After almost seven years of complete calm on the eve of the New Year, the European Union and China signed a new investment agreement. Now European enterprises and firms will have easier access to the largest and fastest-growing market in the world. Strengthening cooperation with China was one of the goals of Germany’s presidency of the EU Council — which, however, caused the discontent of the new US leadership. A number of observers have also expressed their doubts.
Serious geostrategic mistake
The European Union will regret this agreement yet, the Financial Times predicts:
“When an authoritarian state such as China displaces the United States from the position of the dominant world power, the consequences of this will be felt by democracies around the world. Even within the current geopolitical order, China has repeatedly demonstrated its willingness to use its economic power as a strategic weapon. By increasing their economic dependence on China — while not coordinating with other democracies, European countries become more vulnerable to pressure from China. In this sense, the European Commission, which has set itself the goal of acting ‘geopolitical’, has made a very short-sighted decision.”

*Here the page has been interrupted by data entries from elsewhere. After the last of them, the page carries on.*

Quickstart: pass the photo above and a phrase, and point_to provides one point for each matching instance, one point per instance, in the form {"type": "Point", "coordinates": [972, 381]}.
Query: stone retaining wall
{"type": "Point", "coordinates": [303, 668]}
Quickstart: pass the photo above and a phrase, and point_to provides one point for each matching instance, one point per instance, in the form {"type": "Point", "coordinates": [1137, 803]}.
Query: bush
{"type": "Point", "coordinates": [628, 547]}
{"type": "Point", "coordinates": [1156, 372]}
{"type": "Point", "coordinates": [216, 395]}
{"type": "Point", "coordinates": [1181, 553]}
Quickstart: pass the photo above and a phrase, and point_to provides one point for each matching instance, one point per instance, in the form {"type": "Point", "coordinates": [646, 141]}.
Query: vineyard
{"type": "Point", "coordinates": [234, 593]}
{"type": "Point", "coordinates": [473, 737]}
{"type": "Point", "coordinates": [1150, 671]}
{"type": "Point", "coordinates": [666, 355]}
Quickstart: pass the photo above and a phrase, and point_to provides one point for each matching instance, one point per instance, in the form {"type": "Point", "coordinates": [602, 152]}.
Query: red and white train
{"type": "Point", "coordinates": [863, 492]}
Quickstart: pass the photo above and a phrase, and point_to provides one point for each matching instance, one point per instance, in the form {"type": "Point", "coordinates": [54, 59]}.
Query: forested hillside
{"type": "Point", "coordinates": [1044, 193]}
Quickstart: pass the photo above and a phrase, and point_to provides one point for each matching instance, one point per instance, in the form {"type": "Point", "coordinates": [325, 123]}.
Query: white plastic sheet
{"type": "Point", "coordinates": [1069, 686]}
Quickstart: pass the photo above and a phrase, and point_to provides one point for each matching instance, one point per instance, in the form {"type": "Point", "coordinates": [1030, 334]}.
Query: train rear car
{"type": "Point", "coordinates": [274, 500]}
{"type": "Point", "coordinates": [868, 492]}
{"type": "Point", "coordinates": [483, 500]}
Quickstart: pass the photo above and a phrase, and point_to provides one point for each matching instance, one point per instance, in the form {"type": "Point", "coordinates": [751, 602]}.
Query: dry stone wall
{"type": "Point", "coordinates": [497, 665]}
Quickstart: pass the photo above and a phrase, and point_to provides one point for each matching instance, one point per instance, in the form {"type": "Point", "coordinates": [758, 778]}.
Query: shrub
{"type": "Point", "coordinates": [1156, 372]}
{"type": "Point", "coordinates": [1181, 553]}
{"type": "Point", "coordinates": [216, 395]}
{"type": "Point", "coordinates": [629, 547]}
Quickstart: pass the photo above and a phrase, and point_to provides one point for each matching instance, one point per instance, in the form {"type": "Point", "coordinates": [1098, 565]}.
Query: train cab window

Germany is not averse to capitalizing on
According to WPolityce.pl, the agreement traces the handwriting of the current government of Germany:
“The main reason why Berlin has been pushing the EU so much towards this agreement is clearly political. Back on July 1, when Germany began its six-month presidency of the EU Council, German Foreign Minister Heiko Maas said that Germany intends to become a “mediator” between Washington and Beijing. … In other words, the world must become bipolar. However, in such a world, decisions will be made on top of the heads of Europeans, who will have to take one side or the other on every important political issue. Thus, Germany becomes the decisive weight in the balance and the ‘real mediator’ between competing powers — with all the advantages that such role promises.”
Dialogue is more effective than a game of silence!
This agreement is actually much better than its reputation, says the Neue Zurcher Zeitung:
“The investment agreement is not a lever for regime change. … In addition, one should not harbor illusions: the Peking regime will always find ways to push its point of view — and put it above any private interests. … However, the cooperation instruments and dispute settlement mechanism provided for in the new agreement will make it easier in the future to prosecute breaches of obligations. Dialogue is more effective than a refusal. For the competition of systems to proceed as peacefully and productively as before, cooperation and coordination of certain rules of the game are necessary.”